For reformers, drinking was only part of a larger crusade against worldly amusements that sapped a person's moral vigor, including "novel reading, dancing, card playing, and the theater" (44), which they replaced with "music, sports, gardening, and geology" (56). Reformers promoted their views in books such as Methodist bishop John Vincent's splendidly titled Better Not (1888) and Timothy Shay Arthur's Ten Nights in a Bar-Room (1854), later turned into a play that I have students in one of my classes perform every semester. Reformers marshaled a wealth of statistics, with one writer calculating that alcohol annually wasted a sum equal to the national debt ($2.344 billion), another that drink cost "between $2,884 and $3,787" per year for every man, woman, and child (66), and another that the production of alcohol annually wasted 50 million bushels of grain. Temperance advocates also connected alcohol to the dangers of Catholic immigration, as in Mrs. S. C. Hall's novel, Digging a Grave With a Wine-Glass (1871), a particular occupation of the Irish.

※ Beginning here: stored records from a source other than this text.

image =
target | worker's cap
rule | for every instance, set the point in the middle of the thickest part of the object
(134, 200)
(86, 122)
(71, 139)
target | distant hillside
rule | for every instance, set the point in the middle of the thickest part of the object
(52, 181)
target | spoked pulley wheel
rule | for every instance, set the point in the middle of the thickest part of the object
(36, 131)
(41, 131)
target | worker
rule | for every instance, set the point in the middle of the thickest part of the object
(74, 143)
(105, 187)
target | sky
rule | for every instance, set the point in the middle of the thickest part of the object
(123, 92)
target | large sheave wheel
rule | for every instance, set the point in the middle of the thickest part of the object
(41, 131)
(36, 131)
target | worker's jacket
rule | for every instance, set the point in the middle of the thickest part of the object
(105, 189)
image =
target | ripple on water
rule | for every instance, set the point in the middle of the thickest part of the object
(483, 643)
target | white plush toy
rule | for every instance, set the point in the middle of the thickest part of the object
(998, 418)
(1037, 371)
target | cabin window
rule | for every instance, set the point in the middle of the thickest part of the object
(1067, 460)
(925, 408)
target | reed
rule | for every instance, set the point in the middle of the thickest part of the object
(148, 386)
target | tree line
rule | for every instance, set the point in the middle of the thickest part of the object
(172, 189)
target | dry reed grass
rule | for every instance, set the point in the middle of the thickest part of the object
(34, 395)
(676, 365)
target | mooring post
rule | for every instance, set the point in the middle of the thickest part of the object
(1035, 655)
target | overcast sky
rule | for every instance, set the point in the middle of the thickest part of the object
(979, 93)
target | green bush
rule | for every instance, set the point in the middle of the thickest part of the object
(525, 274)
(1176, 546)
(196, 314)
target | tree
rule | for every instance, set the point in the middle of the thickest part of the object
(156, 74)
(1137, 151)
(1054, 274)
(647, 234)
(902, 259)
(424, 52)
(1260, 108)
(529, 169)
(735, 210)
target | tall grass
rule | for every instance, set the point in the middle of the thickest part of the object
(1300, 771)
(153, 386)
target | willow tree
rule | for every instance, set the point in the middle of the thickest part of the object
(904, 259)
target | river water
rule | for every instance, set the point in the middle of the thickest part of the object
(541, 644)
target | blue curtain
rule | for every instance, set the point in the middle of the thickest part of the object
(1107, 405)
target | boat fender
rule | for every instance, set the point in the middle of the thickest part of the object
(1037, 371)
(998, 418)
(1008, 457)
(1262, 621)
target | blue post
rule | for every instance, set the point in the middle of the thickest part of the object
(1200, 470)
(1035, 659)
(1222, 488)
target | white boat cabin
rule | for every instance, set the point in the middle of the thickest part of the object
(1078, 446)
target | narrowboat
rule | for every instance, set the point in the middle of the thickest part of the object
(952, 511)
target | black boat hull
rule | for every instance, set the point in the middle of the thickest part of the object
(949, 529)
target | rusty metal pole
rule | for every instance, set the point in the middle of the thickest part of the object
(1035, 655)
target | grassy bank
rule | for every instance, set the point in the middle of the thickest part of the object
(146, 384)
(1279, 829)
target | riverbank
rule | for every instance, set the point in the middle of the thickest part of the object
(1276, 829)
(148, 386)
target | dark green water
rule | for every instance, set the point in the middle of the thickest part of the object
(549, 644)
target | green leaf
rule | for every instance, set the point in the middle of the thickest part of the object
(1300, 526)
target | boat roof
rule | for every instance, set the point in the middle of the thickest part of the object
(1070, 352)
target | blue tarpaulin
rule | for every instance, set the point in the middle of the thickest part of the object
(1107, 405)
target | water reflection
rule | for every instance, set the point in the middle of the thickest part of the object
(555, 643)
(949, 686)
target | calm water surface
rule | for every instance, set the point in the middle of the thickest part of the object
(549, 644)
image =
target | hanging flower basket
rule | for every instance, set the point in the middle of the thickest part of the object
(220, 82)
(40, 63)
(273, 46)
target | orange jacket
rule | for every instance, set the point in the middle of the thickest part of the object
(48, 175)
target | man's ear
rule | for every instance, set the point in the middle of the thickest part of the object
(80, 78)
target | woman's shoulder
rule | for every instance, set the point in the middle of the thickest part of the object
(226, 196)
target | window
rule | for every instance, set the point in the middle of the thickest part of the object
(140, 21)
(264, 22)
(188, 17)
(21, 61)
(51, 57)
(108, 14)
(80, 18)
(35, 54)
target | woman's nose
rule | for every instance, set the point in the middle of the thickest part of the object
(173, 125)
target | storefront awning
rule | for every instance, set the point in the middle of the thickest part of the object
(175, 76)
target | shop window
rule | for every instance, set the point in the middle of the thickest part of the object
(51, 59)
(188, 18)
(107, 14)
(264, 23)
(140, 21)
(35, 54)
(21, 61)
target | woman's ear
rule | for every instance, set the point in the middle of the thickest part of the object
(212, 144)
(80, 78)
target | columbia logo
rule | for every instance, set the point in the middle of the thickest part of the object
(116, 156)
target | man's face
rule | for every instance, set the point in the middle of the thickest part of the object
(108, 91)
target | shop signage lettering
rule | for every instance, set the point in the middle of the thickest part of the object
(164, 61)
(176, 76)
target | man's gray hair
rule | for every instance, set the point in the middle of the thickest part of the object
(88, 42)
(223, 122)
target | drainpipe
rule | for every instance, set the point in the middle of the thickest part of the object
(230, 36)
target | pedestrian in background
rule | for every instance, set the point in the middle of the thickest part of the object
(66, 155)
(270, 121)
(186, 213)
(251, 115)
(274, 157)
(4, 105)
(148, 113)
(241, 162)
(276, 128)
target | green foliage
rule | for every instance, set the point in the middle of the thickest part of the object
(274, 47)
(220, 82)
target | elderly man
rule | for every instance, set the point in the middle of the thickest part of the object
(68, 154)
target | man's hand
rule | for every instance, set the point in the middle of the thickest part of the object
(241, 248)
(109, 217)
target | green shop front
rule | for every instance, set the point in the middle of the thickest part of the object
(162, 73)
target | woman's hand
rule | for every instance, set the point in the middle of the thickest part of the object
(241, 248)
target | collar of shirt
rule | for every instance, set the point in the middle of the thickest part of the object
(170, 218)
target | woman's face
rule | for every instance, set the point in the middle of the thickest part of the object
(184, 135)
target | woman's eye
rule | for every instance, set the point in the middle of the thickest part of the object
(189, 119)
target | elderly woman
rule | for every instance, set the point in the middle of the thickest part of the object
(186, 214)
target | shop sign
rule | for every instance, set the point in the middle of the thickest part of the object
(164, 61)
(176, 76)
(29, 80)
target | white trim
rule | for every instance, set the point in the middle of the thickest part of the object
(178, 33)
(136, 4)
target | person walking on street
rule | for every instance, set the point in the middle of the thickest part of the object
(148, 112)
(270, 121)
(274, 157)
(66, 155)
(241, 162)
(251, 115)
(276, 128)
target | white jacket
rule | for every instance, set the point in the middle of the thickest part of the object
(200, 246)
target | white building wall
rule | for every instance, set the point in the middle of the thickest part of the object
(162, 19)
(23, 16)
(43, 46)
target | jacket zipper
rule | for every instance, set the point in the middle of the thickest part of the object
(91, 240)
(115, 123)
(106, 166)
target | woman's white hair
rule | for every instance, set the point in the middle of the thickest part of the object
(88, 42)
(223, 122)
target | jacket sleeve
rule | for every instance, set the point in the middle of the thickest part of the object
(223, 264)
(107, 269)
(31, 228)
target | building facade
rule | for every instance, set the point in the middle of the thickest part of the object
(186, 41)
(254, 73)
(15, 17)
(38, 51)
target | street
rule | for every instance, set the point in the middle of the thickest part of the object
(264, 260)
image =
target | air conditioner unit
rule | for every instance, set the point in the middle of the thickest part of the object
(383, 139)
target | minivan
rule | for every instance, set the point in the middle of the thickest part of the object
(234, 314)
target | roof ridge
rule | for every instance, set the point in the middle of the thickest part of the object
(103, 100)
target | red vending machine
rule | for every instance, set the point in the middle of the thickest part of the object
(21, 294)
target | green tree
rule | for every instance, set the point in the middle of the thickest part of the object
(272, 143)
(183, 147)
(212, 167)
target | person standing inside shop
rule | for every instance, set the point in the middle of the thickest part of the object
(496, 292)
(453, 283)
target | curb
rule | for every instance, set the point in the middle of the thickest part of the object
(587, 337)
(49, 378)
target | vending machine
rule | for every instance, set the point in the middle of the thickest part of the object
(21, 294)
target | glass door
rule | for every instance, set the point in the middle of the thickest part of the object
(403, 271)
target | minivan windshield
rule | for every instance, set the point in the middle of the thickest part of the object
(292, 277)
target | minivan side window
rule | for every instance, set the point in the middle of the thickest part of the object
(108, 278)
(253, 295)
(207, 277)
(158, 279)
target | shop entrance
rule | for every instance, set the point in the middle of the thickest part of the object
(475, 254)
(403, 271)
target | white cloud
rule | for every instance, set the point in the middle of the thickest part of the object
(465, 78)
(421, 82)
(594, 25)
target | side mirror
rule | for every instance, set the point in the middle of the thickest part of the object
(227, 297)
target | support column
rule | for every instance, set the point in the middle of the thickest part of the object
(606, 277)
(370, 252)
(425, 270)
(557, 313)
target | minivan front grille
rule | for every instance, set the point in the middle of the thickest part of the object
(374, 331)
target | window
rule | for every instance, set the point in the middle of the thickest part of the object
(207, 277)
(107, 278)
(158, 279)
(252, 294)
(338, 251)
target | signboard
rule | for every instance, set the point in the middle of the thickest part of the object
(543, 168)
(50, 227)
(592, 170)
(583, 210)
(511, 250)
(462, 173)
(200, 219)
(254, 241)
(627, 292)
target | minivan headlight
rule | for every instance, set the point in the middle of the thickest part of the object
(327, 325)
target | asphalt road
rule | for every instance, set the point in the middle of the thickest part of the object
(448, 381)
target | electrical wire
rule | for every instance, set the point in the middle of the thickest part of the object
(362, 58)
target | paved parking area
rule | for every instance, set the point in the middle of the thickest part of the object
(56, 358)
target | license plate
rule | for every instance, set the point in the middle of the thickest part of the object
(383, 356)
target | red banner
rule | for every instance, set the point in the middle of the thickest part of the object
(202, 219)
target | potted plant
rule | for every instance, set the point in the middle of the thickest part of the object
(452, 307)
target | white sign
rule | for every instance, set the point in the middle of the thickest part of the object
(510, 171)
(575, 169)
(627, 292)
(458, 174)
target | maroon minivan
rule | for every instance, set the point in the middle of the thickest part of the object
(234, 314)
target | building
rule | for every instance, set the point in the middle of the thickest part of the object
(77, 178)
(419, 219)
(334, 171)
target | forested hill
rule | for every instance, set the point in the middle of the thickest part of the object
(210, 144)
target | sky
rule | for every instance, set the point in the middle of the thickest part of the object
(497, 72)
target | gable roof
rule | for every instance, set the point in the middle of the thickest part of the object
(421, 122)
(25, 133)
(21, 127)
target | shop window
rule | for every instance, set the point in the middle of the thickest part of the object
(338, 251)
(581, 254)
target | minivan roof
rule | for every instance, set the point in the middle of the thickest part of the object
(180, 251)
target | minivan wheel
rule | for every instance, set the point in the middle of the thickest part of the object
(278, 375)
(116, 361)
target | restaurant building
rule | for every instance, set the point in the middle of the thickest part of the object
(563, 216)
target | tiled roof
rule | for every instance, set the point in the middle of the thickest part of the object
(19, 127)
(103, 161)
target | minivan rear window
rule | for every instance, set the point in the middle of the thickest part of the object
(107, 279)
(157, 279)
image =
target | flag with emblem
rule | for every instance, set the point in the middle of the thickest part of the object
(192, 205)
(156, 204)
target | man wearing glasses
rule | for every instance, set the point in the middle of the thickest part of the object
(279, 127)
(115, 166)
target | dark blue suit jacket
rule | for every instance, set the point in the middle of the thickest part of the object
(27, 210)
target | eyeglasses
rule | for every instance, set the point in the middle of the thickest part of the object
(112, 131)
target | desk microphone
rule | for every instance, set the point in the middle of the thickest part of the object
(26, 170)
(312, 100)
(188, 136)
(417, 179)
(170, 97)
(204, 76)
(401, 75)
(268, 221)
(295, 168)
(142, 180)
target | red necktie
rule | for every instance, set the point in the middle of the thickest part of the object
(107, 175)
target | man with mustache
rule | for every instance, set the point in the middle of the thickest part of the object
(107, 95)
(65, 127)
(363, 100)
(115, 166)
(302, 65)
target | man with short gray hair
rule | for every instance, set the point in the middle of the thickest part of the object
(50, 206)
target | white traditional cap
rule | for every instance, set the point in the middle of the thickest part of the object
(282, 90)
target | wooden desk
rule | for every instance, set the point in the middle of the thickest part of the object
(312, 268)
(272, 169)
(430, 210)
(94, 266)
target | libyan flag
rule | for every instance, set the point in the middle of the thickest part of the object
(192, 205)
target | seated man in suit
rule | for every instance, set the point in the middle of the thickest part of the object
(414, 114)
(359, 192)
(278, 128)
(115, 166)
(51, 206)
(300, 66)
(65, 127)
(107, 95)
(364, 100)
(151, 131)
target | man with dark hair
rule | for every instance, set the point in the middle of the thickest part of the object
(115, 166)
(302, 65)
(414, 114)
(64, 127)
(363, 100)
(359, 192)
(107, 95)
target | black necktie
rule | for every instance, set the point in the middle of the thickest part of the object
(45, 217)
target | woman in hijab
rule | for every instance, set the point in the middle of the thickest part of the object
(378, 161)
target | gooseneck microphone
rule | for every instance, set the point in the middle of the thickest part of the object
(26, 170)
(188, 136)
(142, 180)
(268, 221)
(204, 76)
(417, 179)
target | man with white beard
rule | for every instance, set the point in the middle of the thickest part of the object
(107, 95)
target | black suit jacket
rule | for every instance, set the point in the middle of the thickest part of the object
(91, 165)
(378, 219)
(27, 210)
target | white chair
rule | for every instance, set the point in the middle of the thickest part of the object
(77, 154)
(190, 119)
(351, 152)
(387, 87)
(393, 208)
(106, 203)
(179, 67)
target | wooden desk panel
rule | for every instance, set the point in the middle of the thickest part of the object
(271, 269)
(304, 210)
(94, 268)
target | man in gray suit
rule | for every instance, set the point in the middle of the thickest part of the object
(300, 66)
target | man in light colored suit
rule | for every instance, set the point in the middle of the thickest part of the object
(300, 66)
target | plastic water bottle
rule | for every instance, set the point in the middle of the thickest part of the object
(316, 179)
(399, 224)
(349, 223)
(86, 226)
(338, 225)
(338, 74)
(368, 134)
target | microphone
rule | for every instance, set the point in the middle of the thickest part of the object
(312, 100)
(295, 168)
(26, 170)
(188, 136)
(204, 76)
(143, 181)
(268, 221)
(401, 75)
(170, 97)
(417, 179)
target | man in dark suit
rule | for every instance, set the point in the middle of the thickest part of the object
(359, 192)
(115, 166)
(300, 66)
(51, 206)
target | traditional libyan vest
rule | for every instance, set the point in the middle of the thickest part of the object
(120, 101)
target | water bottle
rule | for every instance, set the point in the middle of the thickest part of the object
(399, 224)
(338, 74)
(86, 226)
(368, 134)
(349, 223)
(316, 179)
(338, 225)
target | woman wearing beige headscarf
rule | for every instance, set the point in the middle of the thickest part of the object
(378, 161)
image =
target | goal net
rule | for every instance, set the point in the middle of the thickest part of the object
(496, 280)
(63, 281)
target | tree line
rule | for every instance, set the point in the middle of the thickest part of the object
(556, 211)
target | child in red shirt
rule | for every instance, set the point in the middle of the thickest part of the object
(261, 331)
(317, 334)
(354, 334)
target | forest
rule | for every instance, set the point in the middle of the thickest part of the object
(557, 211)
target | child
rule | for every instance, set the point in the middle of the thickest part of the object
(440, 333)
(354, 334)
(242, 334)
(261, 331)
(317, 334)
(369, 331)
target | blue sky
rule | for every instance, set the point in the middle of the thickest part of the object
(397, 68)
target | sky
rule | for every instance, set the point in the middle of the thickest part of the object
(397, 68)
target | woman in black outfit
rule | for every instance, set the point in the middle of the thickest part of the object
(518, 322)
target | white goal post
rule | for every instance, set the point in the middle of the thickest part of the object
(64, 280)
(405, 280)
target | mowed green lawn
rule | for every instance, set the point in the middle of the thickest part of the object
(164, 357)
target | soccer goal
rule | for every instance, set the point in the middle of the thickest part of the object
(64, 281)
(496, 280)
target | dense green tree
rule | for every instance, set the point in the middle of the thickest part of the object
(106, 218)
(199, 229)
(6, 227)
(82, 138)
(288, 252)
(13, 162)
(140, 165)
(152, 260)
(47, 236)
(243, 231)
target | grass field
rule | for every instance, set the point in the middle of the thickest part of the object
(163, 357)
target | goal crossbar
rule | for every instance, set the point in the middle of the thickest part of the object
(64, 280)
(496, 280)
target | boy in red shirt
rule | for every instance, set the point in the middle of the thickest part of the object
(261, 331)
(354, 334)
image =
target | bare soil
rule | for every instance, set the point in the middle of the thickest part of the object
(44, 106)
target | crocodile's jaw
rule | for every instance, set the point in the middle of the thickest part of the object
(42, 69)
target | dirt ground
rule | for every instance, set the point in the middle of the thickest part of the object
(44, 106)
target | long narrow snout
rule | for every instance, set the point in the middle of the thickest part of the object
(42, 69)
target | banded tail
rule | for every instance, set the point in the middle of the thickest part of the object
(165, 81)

Over the past dozen years a number of scholars have written about how Methodism rose from almost nothing at the American Revolution to become the largest religious movement in America by the Civil War. Fewer have tackled the question of what happened to the movement from the Victorian period into the twentieth century. One tendency has been to read this period in the history of evangelicalism as simply a run-up to Fundamentalism. This orientation has allowed later critics "to picture the commitment to grape juice as a moment when American religion became completely captive to American culture, and thus not legitimate theology at all," writes Woodruff Tait (126). In the hands of Fundamentalists, grape juice became a symbol of harsh, joyless, right wing religion. But this, writes Woodruff Tait, "obscures what grape juice advocates actually thought they were doing" (126).
This is a splendid book, carefully crafted and beautifully written. Jennifer Woodruff Tait has used the story of Eucharistic grape juice as a case study of the transformation of Methodism between the Civil War and World War I. It offers a persuasive interpretation of how Methodists and evangelicals more broadly tried to keep pace with the shift from Victorianism to the progressive twentieth century. I'll drink to that.